The density of the gas phase can also be computed in the same way. It should be noted that the molar volume V (q/p) is related to the gas density.

$$V_{i,p}^{n + 1} = \frac{{w_{p} }}{{\rho_{i,p}^{n + 1} }},$$

(B21)

and to the liquid density

$$V_{i,q}^{n + 1} = \frac{{w_{q} }}{{\rho_{i,q}^{n + 1} }} - s.$$

(B22)

where w_p and w_q are molar weights of gas and liquid phases, respectively. Due to the fact that the fluid phases share the same pressure

$$\frac{{RT_{i}^{n} }}{{\left( {V_{{i,p}}^{{n + 1}} - b_{p} } \right)}} - \frac{{a_{p} }}{{\left( {V_{{i,p}}^{{n + 12}} + 2b_{p} V_{{i,p}}^{{n + 1}} - b_{p}^{2} } \right)}} = \frac{{RT_{i}^{n} }}{{\left( {V_{{i,q}}^{{n + 1}} - b_{q} } \right)}} - \frac{{a_{q} }}{{\left( {V_{{i,q}}^{{n + 12}} + 2b_{q} V_{{i,q}}^{{n + 1}} - b_{q}^{2} } \right)}},$$

(B23)

the fluid phase fractions are computed. Inserting Eq. B21 for the gas phase and Eq. B22 for the liquid phase into Eq. B23, a polynomial equation is obtained with respect to the liquid fraction \({\alpha }_{q,i}^{n+1}\). The gas-phase fraction is computed as \({\alpha }_{p,i}^{n+1}=1-{\alpha }_{q,i}^{n+1}\). Equation B10 is used to calculate the new pressure \({P}_{i}^{n+1}\) in VP_i. The explicit formulation is utilized instead of an iterative solution of the transport equation during each time step.

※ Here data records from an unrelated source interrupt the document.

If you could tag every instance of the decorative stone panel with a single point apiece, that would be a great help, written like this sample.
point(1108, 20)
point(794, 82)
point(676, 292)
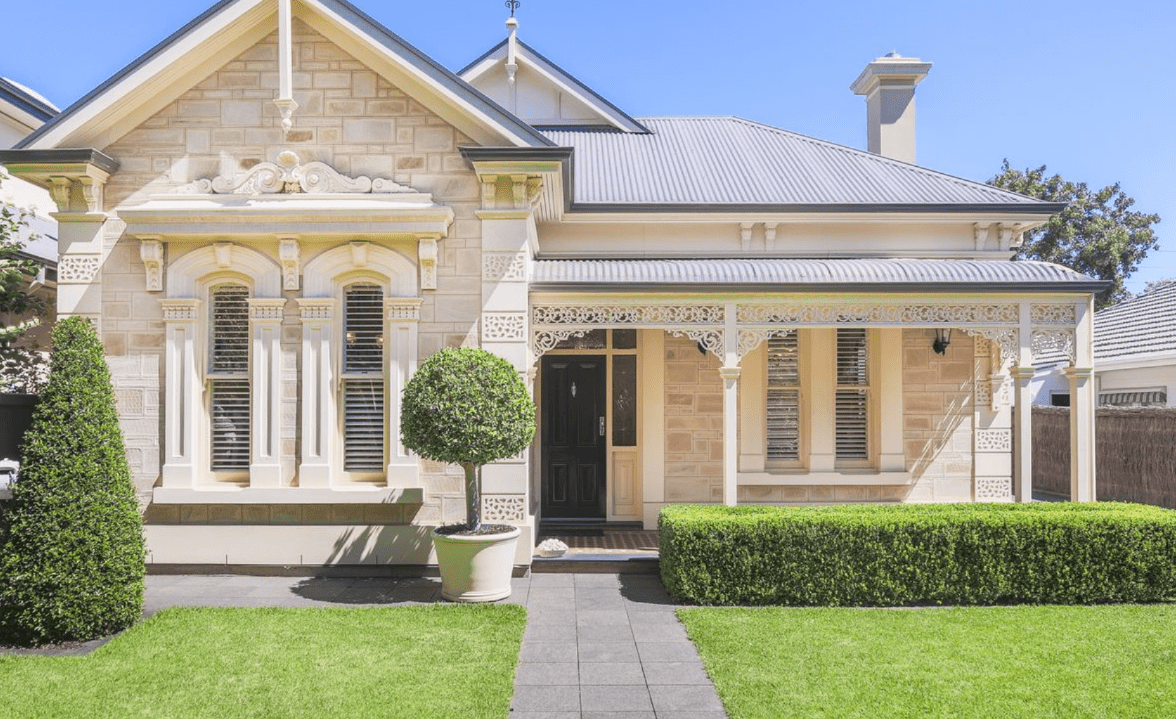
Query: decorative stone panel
point(78, 268)
point(503, 267)
point(503, 326)
point(503, 507)
point(994, 440)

Because of the passage of a viscous fluid, there is shear stress along the channel's edge. The shear stress profile in the fluid is triangular for immovable parallel plates with no-slip boundary conditions (zero velocity). The shear stress \({\tau }_{f0}\) at the interface between liquid and gas is

$$\tau_{f0} = \frac{h}{2} \frac{{P_{i}^{n} - P_{j}^{n} }}{L}.$$

(B25)

The fluid pressures in VPs and ‘S2S’ channels are converted into the forces \({\overrightarrow{F}}_{P,j}\) and \({\overrightarrow{F}}_{S,j}\) acting on spheres. For simplicity, the fluid pressure forces acting on the sphere are calculated by assuming that the fluid–solid contact area is multiplied by the pressure in the cell (\({\overrightarrow{F}}_{P,j}\)) or channel (\({\overrightarrow{F}}_{S,j}\)). The contact area is calculated as a section of the cylinder's surface with a height equal to the diameter of the sphere, and not as a section of the sphere's surface. This simplifies the computational algorithm and only slightly overestimates the forces

$$\vec{F}_{P,j} = - P_{i} \vec{n}A_{k} ,$$

(B26)

where \(\overrightarrow{n}\)—the unit vector normal to the discretized sphere’s edge, \({P}_{i}\)—the pressure in VP, i—the VP number, j—the sphere number, and \({A}_{k}\)—the contact area between the fluid in VP_i and sphere

$$A_{k} = 2r_{j} e_{k} ,$$

(B27)

with \({r}_{j}\)—the sphere radius and \({e}_{k}\)—the sphere edge length. The shear stresses are finally converted into the forces acting on spheres as

$$\vec{F}_{S,j} = \tau_{f0,i} \vec{I}A_{k} \;{\text{with}}\;A_{k} = 2r_{j} L_{k} ,$$

(B28)

where \(\overrightarrow{I}\)—the unit vector parallel to the channel wall and oriented in the fluid flow direction, \({\tau }_{f0,i}\)—the shear stress in the channel, i—the channel number, j—the sphere number and \({A}_{k}\)—the contact area between the channel and sphere, and \({L}_{k}\)—the channel length.